Schodzimy bawiąc się w kolory i rozmawiając o zbliżającym się początku szkoły. Snujemy jeszcze plany na ostatnie weekendy wakacji, podziwiamy widoki na Wysoki Kamień, Kopalnię Kwarcu „Stanisław” i nagle wyrastają przed nami zabudowania na Polanie Jakuszyckiej. – A ja wcale nie jestem zmęczony! – woła Ignaś i pędem biegnie w stronę stacji.
Tak więc jesteśmy, na końcu naszej drogi, wcale nie u celu. Bo przecież celem była dzisiaj sama droga. Wspólne rozmowy, śmiech, milczenie. Doświadczanie gór… Po prostu bycie razem.
Informacje praktyczne:
- Długość trasy i czas przejścia według mapy: 17,4 km, 4:52 h. Nasz czas: 8 h. Całą trasę 5-latek przeszedł sam. Po drodze najdłuższą, godzinną przerwę zrobiliśmy przy Jagnięcym Potoku, a wcześniej 45 min. na Polanie Izerskiej. Do tego kilka krótszych przystanków na podjadanie jagód, picie i jedzenie.
- Data wycieczki: 14.08.2021.
- Kolej gondolowa na Stóg Izerski to koszt 40 zł osoba dorosła i 35 zł dziecko (wjazd w górę). Bezpłatny przejazd jest dla dzieci do 4 r.ż. i psa. Bilety kupiliśmy wcześniej on-line, dzięki czemu mogliśmy iść od razu do bramek.
- Do Świeradowa z Jeleniej Góry podrzucił nas autem Mariusz, po czym wrócił do pracy 😉 Jest też opcja dojazdu autobusem.
- Z Jakuszyc do Jeleniej Góry wróciliśmy pociągiem. Bilet ulgowy 7,5 zł, normalny ze zniżką na KDR tak samo. Do tego pies 4,5 zł. Bilety na PKP kupiłam przez internet już na stacji w Jakuszycach, w oczekiwaniu na pociąg. Jest zasięg 🙂
- Na trasie mamy Schronisko PTTK na Stogu Izerskim, restaurację przy górnej stacji kolejki gondolowej i Chatkę Górzystów, która jak wiadomo słynie z pysznych naleśników i dłuuuugich kolejek. Nie staliśmy, ale jeśli chcecie coś tam przekąsić, to płatność tylko gotówką.
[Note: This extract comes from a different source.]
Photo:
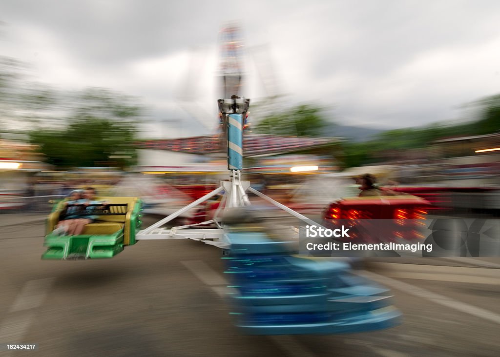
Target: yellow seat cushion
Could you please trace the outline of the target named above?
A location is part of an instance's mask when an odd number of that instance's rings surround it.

- Trasa jak najbardziej nadaje się dla małych piechurów, praktycznie nie ma żadnych podejść ani trudnych technicznie miejsc. Dodatkowym atutem są strumienie i pobliska Izera, w których można się ochłodzić. W sezonie nie spotkamy też tu takich tłumów jak w Karkonoszach.